Recursos aumentaram, mas juros são praticamente iguais ao do ano anterior; ainda é cedo para dizer se Lula vai conseguir se aproximar do agro com esse programa
Por Kellen Severo
O Governo federal anunciou o Plano Safra 23/24 para médios e grandes produtores nesta terça-feira, 27. Antes da cerimônia oficial, os dados que apontavam aumento de volume de recursos e praticamente a manutenção dos juros já circulavam na internet. A cerimônia em Brasília não contou com nenhum detalhamento dos dados do Plano Safra nem adicionou informações ou diretrizes técnicas sobre seguro, volume de subvenção e itens práticos, por exemplo. Foi apenas um longo evento político e sem a presença de um secretário de Política Agrícola oficial, já que o cargo segue ocupado apenas interinamente desde o começo do governo. O volume anunciado ficou em R$ 364,22 bilhões (R$ 272,12 bi para custeio e comercialização e R$ 92,10 bi para investimentos) para médios e grandes agricultores, aumento de 26,8% em relação ao ano anterior. Nesta quarta-feira, 28, será feito o anúncio do Plano Safra da agricultura familiar. Os juros para o custeio da safra para médios produtores ficaram em 8% ao ano e para os demais agricultores em 12% ao ano, igual ao Plano Safra anterior. As taxas para linhas de investimentos variam de 7% a 12,5% ao ano, muito semelhantes ao ano safra passado. “A manutenção das taxas, na conjuntura atual, nós consideramos positivo diante da impossibilidade de redução. O volume foi consideravelmente superior ao anterior. Nós havíamos pedido R$ 410 bilhões (veio R$ 364,22 bilhões) mas não está ruim”, destacou o presidente da Organização das Cooperativas do Brasil (OCB).

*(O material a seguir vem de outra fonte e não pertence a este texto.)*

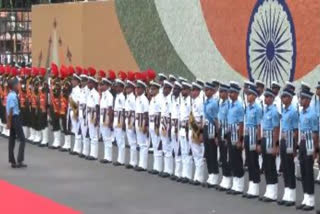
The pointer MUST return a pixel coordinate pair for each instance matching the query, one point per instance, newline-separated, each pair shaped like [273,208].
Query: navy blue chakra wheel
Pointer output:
[271,42]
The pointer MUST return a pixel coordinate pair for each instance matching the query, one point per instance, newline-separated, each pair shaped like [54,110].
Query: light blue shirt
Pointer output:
[210,109]
[12,103]
[289,119]
[235,112]
[253,115]
[223,110]
[308,120]
[271,118]
[315,104]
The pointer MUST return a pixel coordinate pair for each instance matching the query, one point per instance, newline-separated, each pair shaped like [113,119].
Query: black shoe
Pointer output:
[129,166]
[221,189]
[64,150]
[300,207]
[173,178]
[236,192]
[73,153]
[184,180]
[179,180]
[117,164]
[290,203]
[21,165]
[230,192]
[281,203]
[164,175]
[139,169]
[91,158]
[53,147]
[209,186]
[196,183]
[104,161]
[251,196]
[266,200]
[307,208]
[153,172]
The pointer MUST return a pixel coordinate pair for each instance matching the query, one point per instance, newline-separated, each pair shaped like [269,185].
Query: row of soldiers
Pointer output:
[185,124]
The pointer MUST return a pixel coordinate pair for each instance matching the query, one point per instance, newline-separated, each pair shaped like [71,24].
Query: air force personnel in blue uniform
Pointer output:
[210,111]
[308,126]
[235,119]
[288,146]
[252,140]
[270,140]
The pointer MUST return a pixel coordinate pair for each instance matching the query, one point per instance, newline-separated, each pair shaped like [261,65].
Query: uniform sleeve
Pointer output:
[314,123]
[146,105]
[240,113]
[275,118]
[295,119]
[97,99]
[259,115]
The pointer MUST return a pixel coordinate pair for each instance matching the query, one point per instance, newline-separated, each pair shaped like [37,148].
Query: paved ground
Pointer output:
[95,188]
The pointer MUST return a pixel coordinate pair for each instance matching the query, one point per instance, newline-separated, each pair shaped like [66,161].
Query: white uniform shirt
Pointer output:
[93,100]
[165,106]
[119,106]
[142,104]
[185,108]
[105,103]
[130,104]
[84,92]
[278,103]
[76,94]
[197,108]
[175,107]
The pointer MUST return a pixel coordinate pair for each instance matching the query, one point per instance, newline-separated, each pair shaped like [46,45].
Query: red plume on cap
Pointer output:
[28,71]
[85,72]
[122,75]
[78,70]
[70,70]
[92,71]
[54,70]
[2,69]
[63,72]
[14,71]
[111,75]
[22,71]
[144,76]
[138,76]
[151,74]
[34,71]
[102,74]
[130,76]
[43,72]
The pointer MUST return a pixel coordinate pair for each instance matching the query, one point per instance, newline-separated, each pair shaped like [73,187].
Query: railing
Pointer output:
[15,35]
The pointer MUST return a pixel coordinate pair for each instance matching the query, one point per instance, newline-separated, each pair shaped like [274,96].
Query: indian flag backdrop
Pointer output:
[222,39]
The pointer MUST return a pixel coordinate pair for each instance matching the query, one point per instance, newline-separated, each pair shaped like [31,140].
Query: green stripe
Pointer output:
[147,38]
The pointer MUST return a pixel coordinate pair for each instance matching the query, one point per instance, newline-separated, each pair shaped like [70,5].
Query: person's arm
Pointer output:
[9,118]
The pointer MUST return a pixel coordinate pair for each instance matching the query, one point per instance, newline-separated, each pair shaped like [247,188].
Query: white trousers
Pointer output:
[143,143]
[107,137]
[157,151]
[132,140]
[120,139]
[186,156]
[94,140]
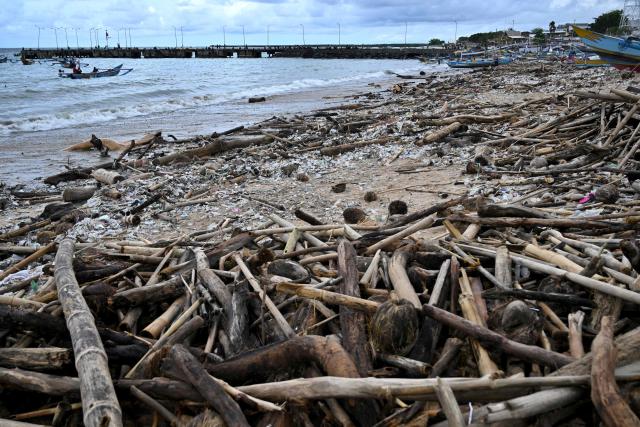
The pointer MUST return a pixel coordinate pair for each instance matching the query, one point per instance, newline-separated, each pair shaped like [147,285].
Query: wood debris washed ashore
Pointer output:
[477,309]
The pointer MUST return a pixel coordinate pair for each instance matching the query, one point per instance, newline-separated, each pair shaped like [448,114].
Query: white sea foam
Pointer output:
[109,103]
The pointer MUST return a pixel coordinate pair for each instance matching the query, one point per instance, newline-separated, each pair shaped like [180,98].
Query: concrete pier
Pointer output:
[219,51]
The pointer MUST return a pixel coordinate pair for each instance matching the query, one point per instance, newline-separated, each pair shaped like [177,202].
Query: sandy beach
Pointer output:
[346,264]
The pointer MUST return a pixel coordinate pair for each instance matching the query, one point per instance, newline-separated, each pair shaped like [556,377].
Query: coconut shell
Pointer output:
[370,196]
[354,215]
[398,207]
[607,193]
[394,327]
[339,188]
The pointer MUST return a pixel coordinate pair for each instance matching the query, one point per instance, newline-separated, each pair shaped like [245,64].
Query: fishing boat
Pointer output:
[478,63]
[110,72]
[619,52]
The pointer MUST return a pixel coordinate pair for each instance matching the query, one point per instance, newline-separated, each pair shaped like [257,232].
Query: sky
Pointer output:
[206,22]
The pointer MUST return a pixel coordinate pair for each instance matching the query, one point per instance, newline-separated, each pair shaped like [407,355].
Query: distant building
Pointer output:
[517,36]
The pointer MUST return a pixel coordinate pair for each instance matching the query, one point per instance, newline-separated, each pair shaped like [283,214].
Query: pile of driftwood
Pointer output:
[468,311]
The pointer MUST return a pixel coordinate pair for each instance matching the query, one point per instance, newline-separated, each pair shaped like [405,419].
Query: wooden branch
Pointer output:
[328,297]
[605,394]
[575,334]
[28,260]
[354,335]
[420,225]
[282,323]
[47,358]
[400,279]
[284,356]
[155,405]
[217,146]
[193,372]
[440,133]
[449,404]
[492,339]
[99,402]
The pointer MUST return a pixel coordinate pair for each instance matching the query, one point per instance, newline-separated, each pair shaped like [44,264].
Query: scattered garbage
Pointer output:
[457,247]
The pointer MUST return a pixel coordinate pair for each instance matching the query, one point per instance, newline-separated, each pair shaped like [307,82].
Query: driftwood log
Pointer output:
[99,402]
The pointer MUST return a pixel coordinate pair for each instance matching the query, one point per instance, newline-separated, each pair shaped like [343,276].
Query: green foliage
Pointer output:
[538,35]
[607,22]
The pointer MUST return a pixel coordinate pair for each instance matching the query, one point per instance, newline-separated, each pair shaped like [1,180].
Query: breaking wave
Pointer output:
[160,98]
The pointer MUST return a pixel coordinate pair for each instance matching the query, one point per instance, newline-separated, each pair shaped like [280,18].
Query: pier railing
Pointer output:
[249,51]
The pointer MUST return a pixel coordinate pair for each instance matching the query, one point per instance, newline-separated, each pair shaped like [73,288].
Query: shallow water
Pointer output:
[41,113]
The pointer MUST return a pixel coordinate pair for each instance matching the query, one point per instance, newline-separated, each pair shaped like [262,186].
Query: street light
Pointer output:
[77,42]
[55,31]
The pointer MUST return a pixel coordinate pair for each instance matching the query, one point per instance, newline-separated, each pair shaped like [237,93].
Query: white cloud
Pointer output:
[362,21]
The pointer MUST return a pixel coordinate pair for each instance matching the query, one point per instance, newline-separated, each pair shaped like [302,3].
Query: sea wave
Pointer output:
[164,100]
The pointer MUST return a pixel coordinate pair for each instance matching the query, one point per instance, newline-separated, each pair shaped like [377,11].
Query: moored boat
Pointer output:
[111,72]
[478,63]
[621,53]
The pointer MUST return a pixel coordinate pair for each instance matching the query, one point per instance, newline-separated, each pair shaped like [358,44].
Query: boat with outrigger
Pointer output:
[97,73]
[479,62]
[623,54]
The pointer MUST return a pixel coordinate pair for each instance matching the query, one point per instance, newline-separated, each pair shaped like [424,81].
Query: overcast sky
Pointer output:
[152,22]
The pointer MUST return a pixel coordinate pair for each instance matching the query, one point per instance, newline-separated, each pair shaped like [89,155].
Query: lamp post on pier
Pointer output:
[455,38]
[66,36]
[406,25]
[55,31]
[39,28]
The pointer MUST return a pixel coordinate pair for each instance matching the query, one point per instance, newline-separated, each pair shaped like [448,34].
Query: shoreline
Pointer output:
[40,152]
[397,152]
[365,240]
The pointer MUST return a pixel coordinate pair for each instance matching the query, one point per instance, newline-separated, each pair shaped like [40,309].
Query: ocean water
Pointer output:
[40,113]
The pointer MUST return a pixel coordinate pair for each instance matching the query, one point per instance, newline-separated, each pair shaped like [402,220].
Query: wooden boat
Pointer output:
[478,63]
[626,50]
[111,72]
[590,63]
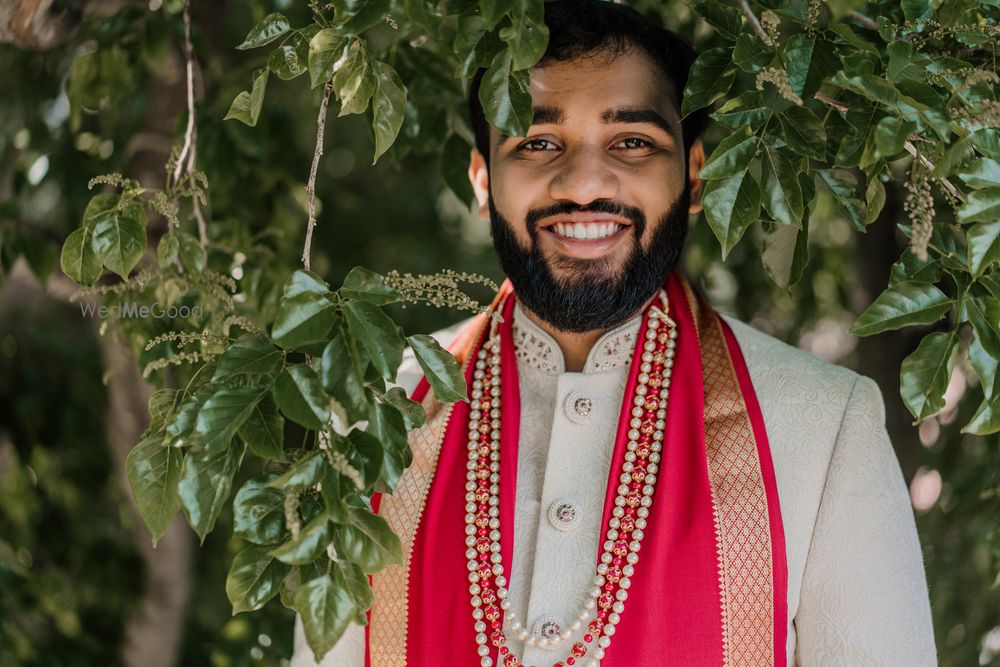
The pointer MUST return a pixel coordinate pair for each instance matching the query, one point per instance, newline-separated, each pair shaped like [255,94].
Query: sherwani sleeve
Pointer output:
[864,594]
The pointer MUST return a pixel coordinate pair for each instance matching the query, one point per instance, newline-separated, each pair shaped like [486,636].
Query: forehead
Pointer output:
[595,82]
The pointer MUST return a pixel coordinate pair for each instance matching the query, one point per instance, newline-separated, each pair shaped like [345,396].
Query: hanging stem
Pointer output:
[188,156]
[311,186]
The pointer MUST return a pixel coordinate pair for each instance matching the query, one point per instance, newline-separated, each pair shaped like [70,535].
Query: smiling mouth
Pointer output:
[585,231]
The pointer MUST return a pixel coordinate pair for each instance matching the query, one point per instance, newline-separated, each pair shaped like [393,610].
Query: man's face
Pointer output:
[589,210]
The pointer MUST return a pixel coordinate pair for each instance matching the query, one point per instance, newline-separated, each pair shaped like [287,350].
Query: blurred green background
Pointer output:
[98,87]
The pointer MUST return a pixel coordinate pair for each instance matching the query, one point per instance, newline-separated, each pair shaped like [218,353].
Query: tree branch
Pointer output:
[910,148]
[752,20]
[311,186]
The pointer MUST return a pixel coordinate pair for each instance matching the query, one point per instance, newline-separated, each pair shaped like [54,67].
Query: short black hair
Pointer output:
[581,27]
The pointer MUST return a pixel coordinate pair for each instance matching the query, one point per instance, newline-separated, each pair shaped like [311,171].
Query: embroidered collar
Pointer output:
[538,349]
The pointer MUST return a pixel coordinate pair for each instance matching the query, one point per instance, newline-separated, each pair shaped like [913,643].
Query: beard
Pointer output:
[593,295]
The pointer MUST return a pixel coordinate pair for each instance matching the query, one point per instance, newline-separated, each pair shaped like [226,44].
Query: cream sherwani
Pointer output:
[857,594]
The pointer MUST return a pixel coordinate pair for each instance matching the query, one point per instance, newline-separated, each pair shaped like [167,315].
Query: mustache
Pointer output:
[606,206]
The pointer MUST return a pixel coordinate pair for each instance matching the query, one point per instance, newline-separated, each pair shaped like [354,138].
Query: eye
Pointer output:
[633,143]
[537,145]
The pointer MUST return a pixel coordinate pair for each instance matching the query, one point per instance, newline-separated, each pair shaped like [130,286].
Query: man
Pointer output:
[635,481]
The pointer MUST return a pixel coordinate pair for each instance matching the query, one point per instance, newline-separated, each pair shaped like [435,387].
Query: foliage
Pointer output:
[262,404]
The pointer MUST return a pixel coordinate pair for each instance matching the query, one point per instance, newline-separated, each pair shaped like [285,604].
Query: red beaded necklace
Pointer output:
[605,602]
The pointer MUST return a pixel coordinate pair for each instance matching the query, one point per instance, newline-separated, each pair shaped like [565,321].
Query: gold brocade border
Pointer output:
[388,623]
[743,530]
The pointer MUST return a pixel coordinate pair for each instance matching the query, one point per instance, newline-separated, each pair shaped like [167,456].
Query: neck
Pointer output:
[574,346]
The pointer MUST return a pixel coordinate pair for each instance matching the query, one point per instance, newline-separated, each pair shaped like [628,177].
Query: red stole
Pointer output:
[710,586]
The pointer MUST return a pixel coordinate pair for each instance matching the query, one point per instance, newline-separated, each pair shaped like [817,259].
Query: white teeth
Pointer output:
[585,231]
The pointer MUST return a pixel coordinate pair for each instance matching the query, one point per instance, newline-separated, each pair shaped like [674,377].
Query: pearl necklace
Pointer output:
[491,608]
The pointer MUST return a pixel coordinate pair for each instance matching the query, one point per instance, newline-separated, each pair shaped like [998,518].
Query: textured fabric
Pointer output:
[857,593]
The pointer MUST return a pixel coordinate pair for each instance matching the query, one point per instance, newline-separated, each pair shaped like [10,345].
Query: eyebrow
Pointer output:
[642,115]
[632,115]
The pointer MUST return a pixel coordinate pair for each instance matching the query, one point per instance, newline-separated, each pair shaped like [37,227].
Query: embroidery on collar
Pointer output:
[539,350]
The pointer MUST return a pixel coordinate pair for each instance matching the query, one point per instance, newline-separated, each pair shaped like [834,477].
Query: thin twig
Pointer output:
[929,166]
[311,186]
[190,148]
[910,148]
[189,58]
[754,23]
[829,101]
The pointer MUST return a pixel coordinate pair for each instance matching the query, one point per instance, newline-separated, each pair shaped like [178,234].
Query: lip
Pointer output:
[585,248]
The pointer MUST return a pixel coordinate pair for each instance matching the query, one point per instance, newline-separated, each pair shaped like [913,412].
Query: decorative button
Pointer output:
[549,627]
[564,514]
[579,407]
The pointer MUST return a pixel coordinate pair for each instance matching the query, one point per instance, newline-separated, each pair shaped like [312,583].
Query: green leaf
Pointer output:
[368,286]
[983,313]
[291,59]
[726,20]
[271,28]
[984,246]
[224,413]
[954,158]
[259,512]
[890,135]
[902,305]
[528,36]
[981,173]
[78,259]
[782,195]
[844,186]
[379,334]
[388,107]
[264,430]
[809,60]
[326,50]
[439,366]
[206,480]
[925,374]
[917,9]
[254,578]
[326,610]
[981,206]
[803,132]
[874,199]
[412,412]
[342,376]
[710,78]
[351,578]
[354,81]
[751,54]
[909,267]
[99,207]
[307,471]
[747,110]
[249,356]
[153,470]
[356,16]
[505,97]
[310,543]
[368,542]
[731,206]
[987,142]
[299,395]
[731,156]
[303,319]
[183,251]
[120,239]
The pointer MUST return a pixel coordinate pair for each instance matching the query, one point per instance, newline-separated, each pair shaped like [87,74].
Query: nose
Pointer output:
[583,176]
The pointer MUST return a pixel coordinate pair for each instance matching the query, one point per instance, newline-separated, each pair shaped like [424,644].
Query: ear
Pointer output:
[479,176]
[696,160]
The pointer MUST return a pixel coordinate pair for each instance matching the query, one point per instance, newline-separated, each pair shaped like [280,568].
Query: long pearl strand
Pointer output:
[491,607]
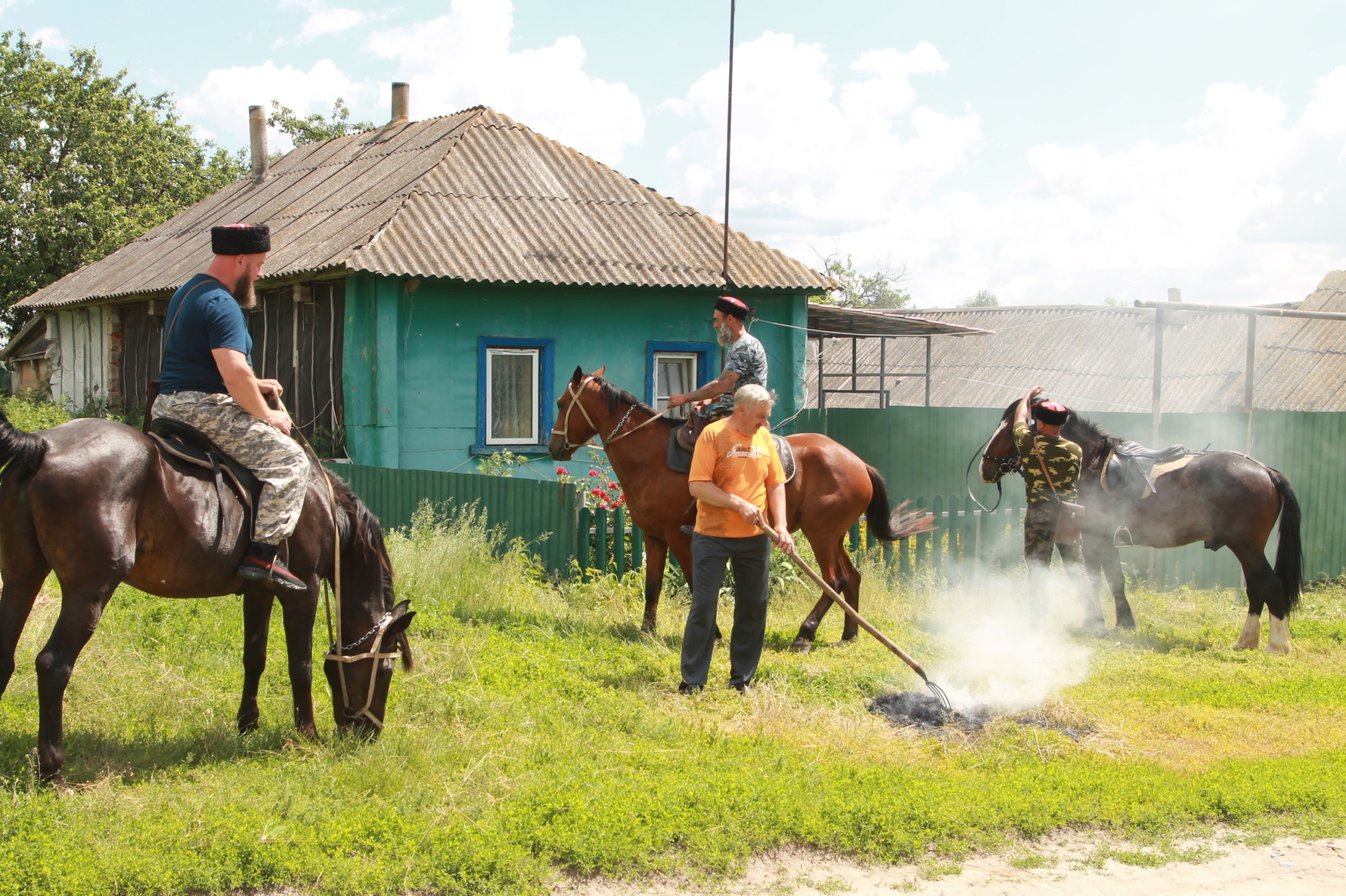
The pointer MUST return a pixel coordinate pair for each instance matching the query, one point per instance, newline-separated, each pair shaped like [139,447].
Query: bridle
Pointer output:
[337,652]
[1007,466]
[565,428]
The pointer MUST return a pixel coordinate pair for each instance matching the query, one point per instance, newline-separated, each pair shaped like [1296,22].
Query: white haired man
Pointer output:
[736,478]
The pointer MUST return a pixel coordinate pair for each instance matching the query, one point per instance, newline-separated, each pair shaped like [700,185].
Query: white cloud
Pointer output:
[324,21]
[464,59]
[50,38]
[220,107]
[1239,211]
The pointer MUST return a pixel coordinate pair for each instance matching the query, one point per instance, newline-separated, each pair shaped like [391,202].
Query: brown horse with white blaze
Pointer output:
[831,490]
[98,504]
[1221,498]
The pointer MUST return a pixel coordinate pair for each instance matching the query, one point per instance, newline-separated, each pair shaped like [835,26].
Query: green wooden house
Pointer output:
[431,289]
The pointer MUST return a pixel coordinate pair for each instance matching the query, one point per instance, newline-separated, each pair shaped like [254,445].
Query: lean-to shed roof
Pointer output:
[1102,359]
[473,196]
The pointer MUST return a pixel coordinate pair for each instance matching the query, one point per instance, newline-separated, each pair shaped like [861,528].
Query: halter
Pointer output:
[563,431]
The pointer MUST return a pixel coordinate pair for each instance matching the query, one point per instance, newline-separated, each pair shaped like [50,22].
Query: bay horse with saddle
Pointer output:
[1173,497]
[102,504]
[826,494]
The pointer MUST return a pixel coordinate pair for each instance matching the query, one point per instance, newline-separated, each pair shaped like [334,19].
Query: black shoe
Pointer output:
[260,564]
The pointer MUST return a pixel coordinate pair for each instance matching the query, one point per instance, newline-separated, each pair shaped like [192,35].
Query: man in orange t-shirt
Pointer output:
[736,477]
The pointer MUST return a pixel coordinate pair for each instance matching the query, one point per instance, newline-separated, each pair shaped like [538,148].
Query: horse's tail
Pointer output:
[897,525]
[20,450]
[1290,550]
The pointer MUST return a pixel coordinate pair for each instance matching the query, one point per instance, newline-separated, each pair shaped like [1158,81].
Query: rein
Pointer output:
[339,653]
[565,428]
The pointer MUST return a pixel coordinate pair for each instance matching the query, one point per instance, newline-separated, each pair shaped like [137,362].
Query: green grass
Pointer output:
[542,730]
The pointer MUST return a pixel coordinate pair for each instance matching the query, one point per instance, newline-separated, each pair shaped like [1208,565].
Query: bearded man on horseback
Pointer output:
[208,383]
[745,363]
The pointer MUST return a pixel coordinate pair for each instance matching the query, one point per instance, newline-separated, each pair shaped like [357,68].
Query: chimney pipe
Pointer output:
[402,102]
[258,131]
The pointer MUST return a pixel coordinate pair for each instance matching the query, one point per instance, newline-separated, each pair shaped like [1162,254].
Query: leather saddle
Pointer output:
[1129,472]
[188,445]
[680,459]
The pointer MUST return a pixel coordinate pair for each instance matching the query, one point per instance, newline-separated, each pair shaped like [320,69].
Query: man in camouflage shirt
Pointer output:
[1061,458]
[745,361]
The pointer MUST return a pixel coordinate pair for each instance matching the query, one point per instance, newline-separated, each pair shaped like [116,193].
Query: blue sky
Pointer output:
[1048,151]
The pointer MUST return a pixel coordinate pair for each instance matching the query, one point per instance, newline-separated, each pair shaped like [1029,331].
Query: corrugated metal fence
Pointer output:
[925,451]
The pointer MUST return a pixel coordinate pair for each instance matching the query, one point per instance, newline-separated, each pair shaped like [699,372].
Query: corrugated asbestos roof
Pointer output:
[474,196]
[862,322]
[1103,360]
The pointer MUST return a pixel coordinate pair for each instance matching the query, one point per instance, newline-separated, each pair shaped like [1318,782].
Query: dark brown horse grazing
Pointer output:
[96,502]
[1224,500]
[830,492]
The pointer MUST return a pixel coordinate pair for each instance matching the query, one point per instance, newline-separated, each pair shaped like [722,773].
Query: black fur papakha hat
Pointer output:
[732,306]
[240,240]
[1052,414]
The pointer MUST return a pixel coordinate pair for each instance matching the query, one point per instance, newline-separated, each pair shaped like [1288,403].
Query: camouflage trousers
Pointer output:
[275,458]
[1040,525]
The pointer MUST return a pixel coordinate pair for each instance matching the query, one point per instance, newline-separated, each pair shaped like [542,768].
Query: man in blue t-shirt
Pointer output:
[207,380]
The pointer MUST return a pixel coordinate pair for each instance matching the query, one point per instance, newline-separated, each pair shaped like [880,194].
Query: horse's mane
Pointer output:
[617,398]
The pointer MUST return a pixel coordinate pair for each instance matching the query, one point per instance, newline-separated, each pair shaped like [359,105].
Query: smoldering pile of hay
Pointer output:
[915,710]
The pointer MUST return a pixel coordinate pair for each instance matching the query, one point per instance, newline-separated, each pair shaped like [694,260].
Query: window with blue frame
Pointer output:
[675,369]
[513,394]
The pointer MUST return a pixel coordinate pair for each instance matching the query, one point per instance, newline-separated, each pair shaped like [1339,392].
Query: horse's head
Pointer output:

Apesar da expectativa de queda da Selic nos próximos meses, o governo não baixou os juros para médios e grandes agricultores. “Havia uma expectativa de parte do setor por uma redução de juros, já que o presidente da República e o governo como um todo têm criticado sistematicamente os juros básicos da economia. Os juros não sofreram alterações relevantes apesar da expectativa de queda da Selic, conforme mostram tanto o Relatório Focus do Banco Central como também as curvas de juros futuras, ao contrário dos anos anteriores”, enfatiza o economista-chefe da Federação da Agricultura do Rio Grande do Sul, Antonio da Luz. Durante coletiva de imprensa, o ministro da Agricultura, Carlos Fávaro, mencionou que o montante para o seguro rural ficou em R$ 2 bilhões. Além disso, o incremento no volume de recursos para construção de armazéns é bem-vindo, diante das supersafras e dificuldades atuais de armazenagem. “Em síntese o plano atende boa parte das demandas do setor”, disse o diretor técnico da Confederação da Agricultura e Pecuária, Bruno Lucchi. A liberação dos recursos junto aos bancos dependerá de publicação da resolução do Conselho Monetário Nacional.
Plano Safra + Verde
Os produtores rurais que já estão com o Cadastro Ambiental Rural (CAR) analisado terão redução na taxa de juros nos empréstimos do Plano Safra em 0,5 ponto percentual. De acordo com boletim do Governo federal de abril, foram cadastrados 6.997.633 imóveis no Brasil, desses 1.824.853 passaram por algum tipo de análise (26%) e 65.357 tiveram a análise de regularidade ambiental concluída, ou seja, 0,93%. Além da análise do CAR, também terão direito à redução de 0,5 ponto percentual na taxa de juros de custeio os produtores que adotarem práticas de produção agropecuária consideradas mais sustentáveis, como: produção orgânica ou agroecológica, bioinsumos, tratamento de dejetos na suinocultura, pó de rocha e calcário, energia renovável na avicultura, rebanho bovino rastreado e certificação de sustentabilidade. A definição dessas práticas e a regulamentação de como elas serão comprovadas pelos produtores rurais junto às instituições financeiras, ocorrerá posteriormente ao lançamento do Plano Safra 2023/24.
Cerimônia
A cerimônia do Plano Safra foi uma das piores que tenho memória. Começou com um demorado discurso de um grande produtor de algodão. O espaço de prestígio foi dado em uma tentativa do governo de mostrar proximidade entre o agro e Lula. Na plateia, representantes de setores como algodão, alho e outras poucas áreas. Não estava lá o presidente da Frente Parlamentar da Agropecuária (FPA), Pedro Lupion, que de longe, em viagem, criticou o governo pela separação em duas cerimônias de grandes e pequenos agricultores, mas disse que há de se reconhecer o esforço do governo federal, especialmente do ministro da Agricultura. Pelo menos três ministros citaram nominalmente a bancada do Agro.
Haddad defendeu a reforma tributária. O único que, em poucos segundos, falou sobre as condições do Plano Safra foi o ministro da Agricultura, Fávaro. Os demais, focaram em desmatamento, sustentabilidade, críticas ao presidente do Banco Central. Uma sequência de problemas técnicos, desde vídeos que não rodaram e até falhas no microfone durante a fala do presidente, fizeram Lula criticar: “da próxima vez tem que mandar fazer uma manutenção”. Ao esconder o Plano Safra na própria cerimônia de divulgação do Plano Safra, me pergunto: por que separar uma cerimônia para divulgar o Plano Safra e falar de tudo, menos de Plano Safra? Talvez nem o governo tenha gostado do que apresentou e preferiu gastar o tempo com discursos em vez de apresentar e detalhar o Plano que construiu? Lula vai conseguir se aproximar do agro com esse Plano Safra? Cedo para dizer. Há informações incompletas, como o volume de subvenção para as taxas de juros e regulamentação do bônus para boas práticas. O plano precisa rodar para entendermos se ele realmente funcionará.